Felicity Jones, actrice

Un petit billet, un lundi - un joli lundi du mois de mai, non d'octobre en fait. Mais avouez, une terrasse, une jolie rivière, des péniches, le soleil, la chaleur .. Difficile de se croire en automne ! Encore plus dur de retourner travailler après une telle pause ;)  Le méchant monsieur Météo m'a dit ce soir que c'était ter-mi-né, que demain les nuages et le froid arrivaient pour chasser définitivement cet été indien.

Je voulais donc partager avec vous ces quelques photos prises ce week-end, où je me suis crue au printemps - il faut dire que l'été fut mousson, le printemps estival, et l'automne comme dans la chanson de Joe.....






J'ai donc investi dans une nouvelle paire de chaussures, car lorsque je porte des chaussures, ça tourne à l'obsession, tous les jours de la semaine, j'achète mes vêtements en fonction de mes chaussures. Mais au bout de six aller-retour chez le cordonnier, elles finissent toutes par rendre l'âme. Aussi, je les paie chères ces foutues godasses, mais je les amortis !

C'est ma maman qui m'a fait remarquer, que j'avais de nouveau acheté une paire (les noires, au milieu) de richelieus, presque identiques aux précédentes (les semelles et la marque diffèrent), mais que voulez-vous ? J'ai une paire presque identique, mais de couleur marron, et des low boots. Les talons, les lacets, les bouts ronds, une obsession. En les alignant ainsi, j'ai aussi vu que oui, j'aime les talons, tous les jours sauf les week-end où je perds quelques centimètres, le plat c'est chez moi ou l'été en tongs.  Et vous ?  Là, je cherche des boots compensées, car parfois ça devient du sport de marcher à talons ! Mais je ne peux pas aller travailler avec des chaussures plates, c'est juste impossible. Je ne me l'explique pas.
Mes chaussures, portées jusqu'à la mort

Enfin, juste une petite histoire que j'aime bien et qui me fait toujours sourire, elle court sur la toile, je la traduis et je vous souhaite une bonne semaine !

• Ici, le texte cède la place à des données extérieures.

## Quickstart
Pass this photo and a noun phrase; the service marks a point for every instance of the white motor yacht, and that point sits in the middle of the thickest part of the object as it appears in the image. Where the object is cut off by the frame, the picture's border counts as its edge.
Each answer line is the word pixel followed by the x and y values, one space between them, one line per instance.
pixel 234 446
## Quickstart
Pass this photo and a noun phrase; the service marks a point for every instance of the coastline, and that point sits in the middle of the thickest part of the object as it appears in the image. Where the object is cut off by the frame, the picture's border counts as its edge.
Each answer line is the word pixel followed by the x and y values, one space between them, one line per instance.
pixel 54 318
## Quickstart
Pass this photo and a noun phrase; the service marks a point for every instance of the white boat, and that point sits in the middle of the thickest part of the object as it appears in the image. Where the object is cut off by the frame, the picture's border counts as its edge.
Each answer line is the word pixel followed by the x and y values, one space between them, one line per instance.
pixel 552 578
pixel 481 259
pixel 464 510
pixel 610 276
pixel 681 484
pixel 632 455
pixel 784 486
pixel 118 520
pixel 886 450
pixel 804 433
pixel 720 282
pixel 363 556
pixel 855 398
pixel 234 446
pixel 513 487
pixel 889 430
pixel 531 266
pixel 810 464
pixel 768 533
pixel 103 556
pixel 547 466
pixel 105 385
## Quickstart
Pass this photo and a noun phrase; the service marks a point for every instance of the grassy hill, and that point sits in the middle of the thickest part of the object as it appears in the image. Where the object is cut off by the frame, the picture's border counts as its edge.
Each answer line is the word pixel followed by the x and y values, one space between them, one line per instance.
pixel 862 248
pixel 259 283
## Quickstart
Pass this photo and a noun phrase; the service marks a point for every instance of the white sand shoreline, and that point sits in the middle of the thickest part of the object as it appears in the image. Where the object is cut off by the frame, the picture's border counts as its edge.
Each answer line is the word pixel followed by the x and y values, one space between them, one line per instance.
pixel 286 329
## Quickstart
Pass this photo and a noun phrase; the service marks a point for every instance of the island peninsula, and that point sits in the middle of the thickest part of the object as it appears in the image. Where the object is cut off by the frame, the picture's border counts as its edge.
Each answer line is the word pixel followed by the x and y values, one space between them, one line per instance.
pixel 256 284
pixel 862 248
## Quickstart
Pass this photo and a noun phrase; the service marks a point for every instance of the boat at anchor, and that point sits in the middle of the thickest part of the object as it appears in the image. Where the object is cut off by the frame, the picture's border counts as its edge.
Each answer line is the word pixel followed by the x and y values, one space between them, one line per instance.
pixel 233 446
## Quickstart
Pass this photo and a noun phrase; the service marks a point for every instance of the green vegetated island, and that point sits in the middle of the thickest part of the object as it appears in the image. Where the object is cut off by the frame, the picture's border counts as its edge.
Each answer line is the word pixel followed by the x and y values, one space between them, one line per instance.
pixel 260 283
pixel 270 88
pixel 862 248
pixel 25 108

C'est une véritable conversation radiophonique, entre un navire de l'armée américaine et les autorités canadiennes de Terre Neuve en octobre 1995 :
Les Canadiens : s'il vous plaît, déviez votre direction de 15 degrés sud afin d'éviter une collision.
Les Américains : Non, on vous recommande de dévier votre chemin de 15 degrés nord afin d'éviter une collision.
Les Canadiens : Négatif. Vous devez obligatoirement dévier votre direction de 15 degrés sud afin d'éviter une collision.
Les Américains : Ici le capitaine d'un navire de guerre américain. Je vous le dis encore une fois : déviez VOTRE route.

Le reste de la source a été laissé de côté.